Contract costs - Sato Agreement
The Company has incurred certain fees and costs in the process of obtaining the Amended Sato Agreement that were payable upon contract execution and, therefore, have been recognized as other assets and amortized as general and administrative expense on a straight-line basis over the same estimated performance period being used to recognize the associated revenue. These fees are associated with the following two arrangements and are described as follows:
The Company entered into an agreement with a third party to assist the Company in exploring the licensing opportunity which led to the execution of the Sato Agreement. The Company is obligated to pay the third party a low-single-digit percentage of all upfront and milestone payments the Company receives from Sato under the Amended Sato Agreement.
The intellectual property rights granted to Sato under the Sato Agreement include certain intellectual property rights which the Company has licensed from UNC. Under the Company’s license agreement with UNC described in “Note 3—Research and Development Licenses,” the Company is obligated to pay UNC a running royalty percentage in the low single digits on net sales of licensed products, including net sales that may be generated by Sato.
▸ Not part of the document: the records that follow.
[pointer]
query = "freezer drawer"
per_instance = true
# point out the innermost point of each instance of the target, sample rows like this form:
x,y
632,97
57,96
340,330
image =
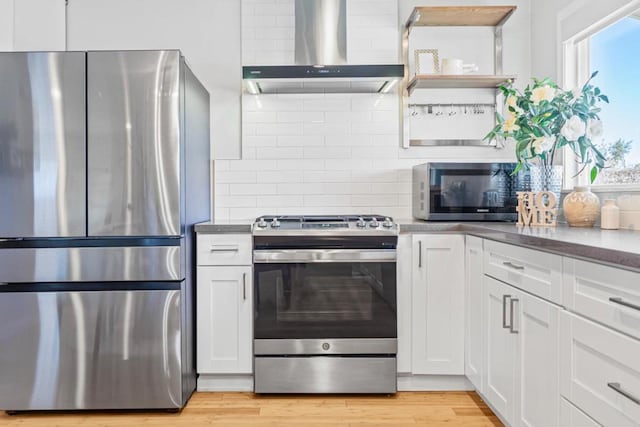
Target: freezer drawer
x,y
42,144
90,349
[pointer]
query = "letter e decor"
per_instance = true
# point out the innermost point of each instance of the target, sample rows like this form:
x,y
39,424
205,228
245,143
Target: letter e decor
x,y
537,208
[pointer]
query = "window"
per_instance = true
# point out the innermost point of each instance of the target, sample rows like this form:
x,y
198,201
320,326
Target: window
x,y
615,53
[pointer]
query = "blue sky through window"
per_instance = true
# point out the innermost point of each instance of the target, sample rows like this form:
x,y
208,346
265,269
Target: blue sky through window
x,y
615,53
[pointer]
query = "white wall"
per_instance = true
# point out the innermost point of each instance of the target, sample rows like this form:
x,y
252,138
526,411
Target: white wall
x,y
32,25
340,153
207,32
555,21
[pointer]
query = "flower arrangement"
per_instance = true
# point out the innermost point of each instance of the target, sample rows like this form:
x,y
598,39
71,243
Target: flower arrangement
x,y
544,118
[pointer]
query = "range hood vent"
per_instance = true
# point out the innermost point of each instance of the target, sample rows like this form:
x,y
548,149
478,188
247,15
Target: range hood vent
x,y
322,78
320,38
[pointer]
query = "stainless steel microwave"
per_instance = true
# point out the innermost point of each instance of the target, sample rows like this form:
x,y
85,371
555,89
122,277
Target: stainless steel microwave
x,y
467,191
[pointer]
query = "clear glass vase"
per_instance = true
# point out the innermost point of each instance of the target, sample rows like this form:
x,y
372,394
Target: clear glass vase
x,y
546,178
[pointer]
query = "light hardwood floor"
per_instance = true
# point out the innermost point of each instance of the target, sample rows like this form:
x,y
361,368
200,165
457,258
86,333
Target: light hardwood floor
x,y
237,409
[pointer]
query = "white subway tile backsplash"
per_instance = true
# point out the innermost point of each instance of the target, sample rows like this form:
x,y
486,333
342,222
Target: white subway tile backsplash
x,y
279,201
300,141
278,129
300,188
225,177
327,200
251,189
236,201
326,152
279,153
300,117
279,176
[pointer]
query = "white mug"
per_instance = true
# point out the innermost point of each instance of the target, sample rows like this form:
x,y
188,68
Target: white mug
x,y
455,66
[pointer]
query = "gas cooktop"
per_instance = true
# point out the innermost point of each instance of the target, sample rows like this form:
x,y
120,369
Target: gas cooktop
x,y
324,224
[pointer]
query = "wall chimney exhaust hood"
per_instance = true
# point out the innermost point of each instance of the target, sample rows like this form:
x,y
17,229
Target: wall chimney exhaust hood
x,y
321,58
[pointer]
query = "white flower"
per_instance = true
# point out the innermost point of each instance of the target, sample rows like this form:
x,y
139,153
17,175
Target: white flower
x,y
573,129
594,128
542,144
509,124
512,102
576,92
542,93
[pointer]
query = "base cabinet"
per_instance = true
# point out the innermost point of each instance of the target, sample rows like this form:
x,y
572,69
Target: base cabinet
x,y
438,304
224,320
521,381
474,330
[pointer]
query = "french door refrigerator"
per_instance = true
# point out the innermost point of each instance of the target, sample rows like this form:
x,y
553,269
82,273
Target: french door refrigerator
x,y
104,169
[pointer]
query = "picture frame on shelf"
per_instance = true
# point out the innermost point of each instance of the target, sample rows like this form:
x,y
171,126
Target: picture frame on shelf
x,y
427,61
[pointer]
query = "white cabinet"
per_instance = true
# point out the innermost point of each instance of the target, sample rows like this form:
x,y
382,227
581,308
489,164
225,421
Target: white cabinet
x,y
224,304
403,288
501,345
601,371
522,356
438,304
224,307
474,330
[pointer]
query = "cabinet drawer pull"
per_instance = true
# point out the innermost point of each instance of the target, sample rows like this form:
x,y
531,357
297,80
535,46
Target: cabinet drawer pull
x,y
244,286
618,389
511,310
504,311
620,301
224,248
512,265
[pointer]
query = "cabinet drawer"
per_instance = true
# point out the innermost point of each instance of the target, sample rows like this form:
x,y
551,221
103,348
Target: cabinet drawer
x,y
605,294
536,272
570,416
600,371
224,249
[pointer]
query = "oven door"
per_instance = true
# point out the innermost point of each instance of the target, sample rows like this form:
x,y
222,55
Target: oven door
x,y
325,294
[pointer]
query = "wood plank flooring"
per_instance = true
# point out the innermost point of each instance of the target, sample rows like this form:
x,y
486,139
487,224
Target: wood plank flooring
x,y
431,409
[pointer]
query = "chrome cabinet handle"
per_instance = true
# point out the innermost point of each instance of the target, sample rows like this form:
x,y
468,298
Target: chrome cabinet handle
x,y
512,265
620,301
223,248
244,286
511,310
618,388
504,311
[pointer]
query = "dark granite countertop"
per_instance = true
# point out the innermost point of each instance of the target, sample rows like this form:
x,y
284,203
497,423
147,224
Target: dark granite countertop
x,y
620,248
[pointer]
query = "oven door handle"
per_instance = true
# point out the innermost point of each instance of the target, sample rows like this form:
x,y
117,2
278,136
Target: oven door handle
x,y
324,255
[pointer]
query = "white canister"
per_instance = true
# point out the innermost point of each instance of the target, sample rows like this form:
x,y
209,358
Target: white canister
x,y
610,215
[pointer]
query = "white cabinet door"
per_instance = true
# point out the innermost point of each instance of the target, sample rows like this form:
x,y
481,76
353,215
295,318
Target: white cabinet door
x,y
474,336
438,304
501,346
224,320
538,391
404,303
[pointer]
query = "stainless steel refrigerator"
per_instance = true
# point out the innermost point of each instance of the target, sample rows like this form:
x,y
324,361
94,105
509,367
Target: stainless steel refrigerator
x,y
104,169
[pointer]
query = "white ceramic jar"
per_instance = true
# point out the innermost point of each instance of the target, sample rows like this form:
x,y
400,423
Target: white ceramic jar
x,y
610,215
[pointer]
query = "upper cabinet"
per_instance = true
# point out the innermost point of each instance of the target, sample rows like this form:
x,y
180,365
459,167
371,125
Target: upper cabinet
x,y
469,55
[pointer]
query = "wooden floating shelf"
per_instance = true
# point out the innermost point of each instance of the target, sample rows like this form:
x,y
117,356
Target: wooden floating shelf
x,y
478,16
440,81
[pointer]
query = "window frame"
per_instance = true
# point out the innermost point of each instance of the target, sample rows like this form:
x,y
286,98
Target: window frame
x,y
575,71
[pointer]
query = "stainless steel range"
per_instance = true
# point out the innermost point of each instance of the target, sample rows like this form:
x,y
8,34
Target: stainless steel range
x,y
325,304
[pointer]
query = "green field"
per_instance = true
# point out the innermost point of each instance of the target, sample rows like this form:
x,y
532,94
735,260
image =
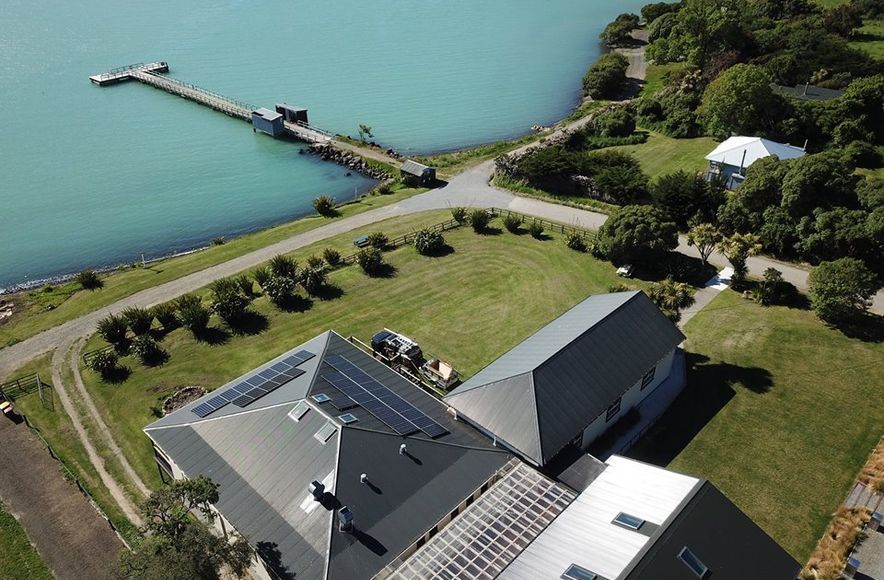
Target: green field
x,y
20,560
467,307
780,413
660,154
48,307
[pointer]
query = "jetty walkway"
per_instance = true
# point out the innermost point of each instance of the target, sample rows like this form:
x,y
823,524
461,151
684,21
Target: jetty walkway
x,y
153,74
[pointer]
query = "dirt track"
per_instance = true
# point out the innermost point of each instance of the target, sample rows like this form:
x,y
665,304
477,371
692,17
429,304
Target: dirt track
x,y
72,538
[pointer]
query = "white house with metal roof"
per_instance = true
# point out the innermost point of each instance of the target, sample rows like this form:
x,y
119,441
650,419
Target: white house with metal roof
x,y
730,160
565,385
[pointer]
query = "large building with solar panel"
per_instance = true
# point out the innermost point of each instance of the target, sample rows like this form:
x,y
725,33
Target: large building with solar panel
x,y
333,465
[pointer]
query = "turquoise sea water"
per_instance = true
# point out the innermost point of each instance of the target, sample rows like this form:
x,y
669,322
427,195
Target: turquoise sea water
x,y
93,176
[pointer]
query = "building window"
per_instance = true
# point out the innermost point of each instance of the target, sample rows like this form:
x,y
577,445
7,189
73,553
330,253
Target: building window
x,y
691,560
613,409
575,572
649,377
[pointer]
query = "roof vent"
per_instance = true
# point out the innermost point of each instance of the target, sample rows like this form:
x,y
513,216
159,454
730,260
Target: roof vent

Additionally, the Company is obligated to make payments to UNC that represent the portion of the Sato upfront and milestone payments that were estimated to be directly attributable to the UNC intellectual property rights included in the license to Sato.
The Company has also accrued certain fees that it will pay to the third party and to UNC in the future upon receipt of non-contingent installment and milestone payments from Sato. As of December 31, 2018, the Company had recorded capitalized contract acquisition costs of $645 in other assets and had accrued $449 in the accompanying balance sheet. For the years ended December 31, 2018 and 2017 the Company paid fees totaling $111 and $300, respectively.
Performance Obligations under the Sato Agreement
The net amount of existing performance obligations under long-term contracts unsatisfied as of December 31, 2018 was $6,967. The Company expects to recognize approximately 18% of the remaining performance obligations as revenue over the next 12 months, and the balance thereafter. The Company applied the practical expedient and does not disclose information about variable consideration related to sales-based or usage-based royalties promised in exchange for a license of intellectual property. This expedient specifically applied to the sales-based milestone payments that are present in the Amended Sato Agreement (3.9 billion JPY), as well as percentage-based royalty payments in the Sato Agreement that are contingent upon future sales.
Research and Development Services to KNOW Bio
As described in “Note 2—Know Bio, LLC,” the Company entered the KNOW Bio Services Agreement during 2017 and provided research and development services on a fee-for-service basis. After assessing revenue according to the five-step model of ASC 606, the Company determined that contract research and development services revenue should be recognized in the period in which the services are performed. During the years ended December 31, 2018 and 2017, the Company recognized $9 and $375, respectively, in research and development services revenue for services performed under the KNOW Bio Services Agreement.